How Can I Keep the Screen From Updating While Running an Excel Script?
Hey, Scripting Guy! I seem to recall that there’s a way to “freeze” the display in Microsoft Excel any time you carry out a lengthy operation; that way the user doesn’t see anything change until the operation is complete. Do you have any idea how I can do that?
Hey, IW. Do we have any idea of how you can do that? Oh, IW, you’ve cut us to the quick; after all, we’re the Scripting Guys, for Pete’s sake! How can you even ask if we have any idea of how you can do that? To tell you the truth, IW, you’ve hurt our feelings – oh, look: you made Dean cry. It’s OK, Dean; we’re sure IW didn’t mean that the way it sounded. Come on now; Scripting Guys don’t cry.
Note. Admittedly, the Scripting Guy who writes this column came close after the University of Washington football team lost in overtime for the second straight week. But he didn’t actually cry; he just had something in his eye.
Sorry, folks; trying to get Dean calmed down could take awhile. In the meantime, do we have any idea of how you can freeze the display in Microsoft Excel any time you carry out a lengthy operation? Well, now that you mention it, no, we don’t. But we can look it up:
Set objExcel = CreateObject("Excel.Application") objExcel.Visible = True Set objWorkbook = objExcel.Workbooks.Add() Set objWorksheet = objWorkbook.Worksheets(1) objExcel.ScreenUpdating = False For i = 1 to 100 For j = 1 to 100 objExcel.Cells(i,j) = i * j Next Next objExcel.ScreenUpdating = True
What we have here is a script that starts Excel and then fills a big range of cells (row 1, column 1 through row 100, column 100) with the product of the row number and the column number. You say that sounds boring, that nobody wants to sit there and watch all those numbers get added to an Excel spreadsheet? We couldn’t agree with you more; that’s why we’ve “frozen” the screen so that you don’t see each number get tediously added to the worksheet. Instead you just sit quietly for half a minute or so and then, like magic, watch as the fully-updated spreadsheet springs to life.

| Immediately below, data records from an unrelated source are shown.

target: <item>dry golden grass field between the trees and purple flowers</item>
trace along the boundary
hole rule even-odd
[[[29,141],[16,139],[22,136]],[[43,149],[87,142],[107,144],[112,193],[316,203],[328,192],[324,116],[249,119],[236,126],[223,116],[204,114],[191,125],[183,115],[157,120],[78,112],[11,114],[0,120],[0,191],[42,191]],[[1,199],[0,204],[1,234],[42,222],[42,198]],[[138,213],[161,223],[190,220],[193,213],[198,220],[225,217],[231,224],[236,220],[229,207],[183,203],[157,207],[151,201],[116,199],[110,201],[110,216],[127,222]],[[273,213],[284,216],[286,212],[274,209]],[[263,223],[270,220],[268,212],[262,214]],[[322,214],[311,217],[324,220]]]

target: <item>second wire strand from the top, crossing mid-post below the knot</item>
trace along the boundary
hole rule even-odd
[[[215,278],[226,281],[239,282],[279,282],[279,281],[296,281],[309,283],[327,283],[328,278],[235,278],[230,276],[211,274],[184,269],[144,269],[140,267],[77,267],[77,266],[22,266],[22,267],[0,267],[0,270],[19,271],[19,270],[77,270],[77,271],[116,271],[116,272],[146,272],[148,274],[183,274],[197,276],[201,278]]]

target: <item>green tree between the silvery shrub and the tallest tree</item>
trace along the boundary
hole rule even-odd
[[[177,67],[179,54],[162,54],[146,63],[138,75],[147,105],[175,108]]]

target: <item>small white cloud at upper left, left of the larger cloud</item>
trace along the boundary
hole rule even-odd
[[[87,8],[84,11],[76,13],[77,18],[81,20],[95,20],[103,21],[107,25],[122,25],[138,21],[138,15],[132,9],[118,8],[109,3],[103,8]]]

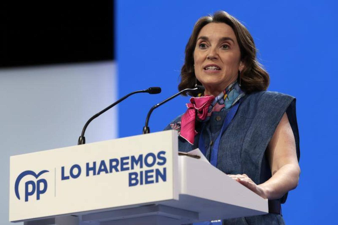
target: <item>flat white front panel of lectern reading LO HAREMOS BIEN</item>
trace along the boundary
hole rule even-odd
[[[9,220],[178,200],[177,160],[176,131],[11,156]]]

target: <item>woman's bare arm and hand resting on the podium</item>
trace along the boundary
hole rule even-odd
[[[278,124],[267,148],[272,177],[255,184],[246,174],[229,175],[267,199],[279,199],[298,185],[300,168],[293,132],[286,113]]]

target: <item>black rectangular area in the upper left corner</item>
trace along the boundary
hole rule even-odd
[[[0,67],[114,59],[113,1],[17,1],[0,10]]]

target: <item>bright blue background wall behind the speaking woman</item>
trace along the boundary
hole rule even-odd
[[[161,86],[119,105],[119,136],[142,132],[149,108],[177,92],[184,48],[201,16],[225,10],[243,21],[271,77],[270,91],[297,98],[301,177],[283,205],[287,224],[333,224],[336,219],[337,3],[334,1],[116,2],[118,92]],[[156,109],[152,132],[185,111],[187,97]]]

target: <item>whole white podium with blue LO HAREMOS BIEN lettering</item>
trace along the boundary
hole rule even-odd
[[[10,157],[9,221],[186,224],[268,213],[268,201],[162,131]]]

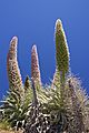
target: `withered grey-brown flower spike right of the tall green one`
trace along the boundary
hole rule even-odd
[[[71,133],[85,133],[83,115],[82,115],[80,102],[75,92],[75,85],[72,82],[73,82],[73,79],[71,78],[68,81],[68,84],[69,84],[68,93],[69,93],[69,98],[71,99],[70,112],[69,112],[70,124],[68,129],[69,129],[69,132]]]

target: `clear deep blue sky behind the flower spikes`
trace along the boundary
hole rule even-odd
[[[41,78],[49,83],[56,69],[55,22],[66,31],[71,72],[89,93],[89,0],[0,0],[0,99],[9,88],[7,53],[13,35],[19,38],[18,61],[22,80],[30,76],[31,47],[37,44]]]

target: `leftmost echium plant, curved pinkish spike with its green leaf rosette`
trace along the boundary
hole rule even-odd
[[[17,44],[18,38],[13,37],[10,42],[10,49],[7,57],[7,71],[9,79],[9,91],[7,92],[7,98],[3,100],[3,104],[1,105],[3,120],[7,121],[11,127],[21,126],[24,122],[26,113],[28,111],[28,106],[30,101],[30,96],[32,95],[30,85],[27,88],[27,79],[23,86],[18,61],[17,61]],[[30,84],[30,82],[29,82]],[[29,92],[27,94],[27,92]],[[28,100],[27,100],[28,98]]]

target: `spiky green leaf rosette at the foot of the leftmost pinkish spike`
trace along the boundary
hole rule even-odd
[[[18,122],[24,119],[21,98],[16,90],[9,90],[1,109],[3,110],[3,120],[8,121],[11,127],[17,126]]]

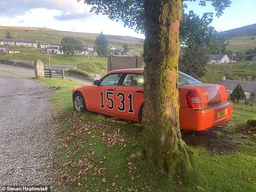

Oh for the love of – no, Peter, they didn’t say that you were boring; they said that Excel was boring. No, Peter, not on your sleeve; you’ll have to borrow the handkerchief from Dean as soon as he’s finished with it. Good heavens.
Kind of makes you wonder if maybe the Scripting Guys are a little too sensitive, doesn’t it?
Now, where we were? Oh, right: the script. As you can see, we start things out in fairly typical fashion, at least when it comes to scripts that use Microsoft Excel. After creating an instance of the Excel.Application object we set the Visible property to True; that gives us a running instance of Excel that we can see on screen. Next we use the Add method to add a new workbook to our instance of Excel, then use this line of code to bind to the first worksheet in that workbook:
Set objWorksheet = objWorkbook.Worksheets(1)
We’re now ready to start adding numbers to the worksheet, something we’ll do using this block of code (which we won’t bother explaining):
For i = 1 to 100 For j = 1 to 100 objExcel.Cells(i,j) = i * j Next Next
Of course, as we’ve already decided, we aren’t interested in watching all these numbers get added to the worksheet. That’s why, just before we launch into the preceding block of code, we set Excel’s ScreenUpdating property to False:
objExcel.ScreenUpdating = False
What’s going to happen when we set ScreenUpdating to False? Well, depending on how you want to look at it, nothing. Our script will go ahead and run its calculations and add the results to the designated cells in the spreadsheet; however, you won’t see any of that happen. Instead, Excel will just sit there, seemingly frozen. As soon as we’ve finished adding values to the spreadsheet, however, we’ll set ScreenUpdating back to True:
objExcel.ScreenUpdating = True
At that point you’ll see everything that took place while the screen was frozen. In other words, you’ll go directly from a spreadsheet that has no data on it to a spreadsheet that has data in row 1, column 1 through row 100, column 100.
Give it a try and you’ll see what we mean.
Incidentally, temporarily disabling screen updating will also make your scripts run a tad bit faster. For example, on our test computer – with screen updating disabled – it took 17 seconds for this script to complete. With screen updating enabled, it took 13 seconds. Not a huge savings, but a savings nonetheless.
At any rate, we – hold on a second. Well, if we do take you out for ice cream will you two stop pouting?
Sorry, we have to go. We’ll see everyone tomorrow.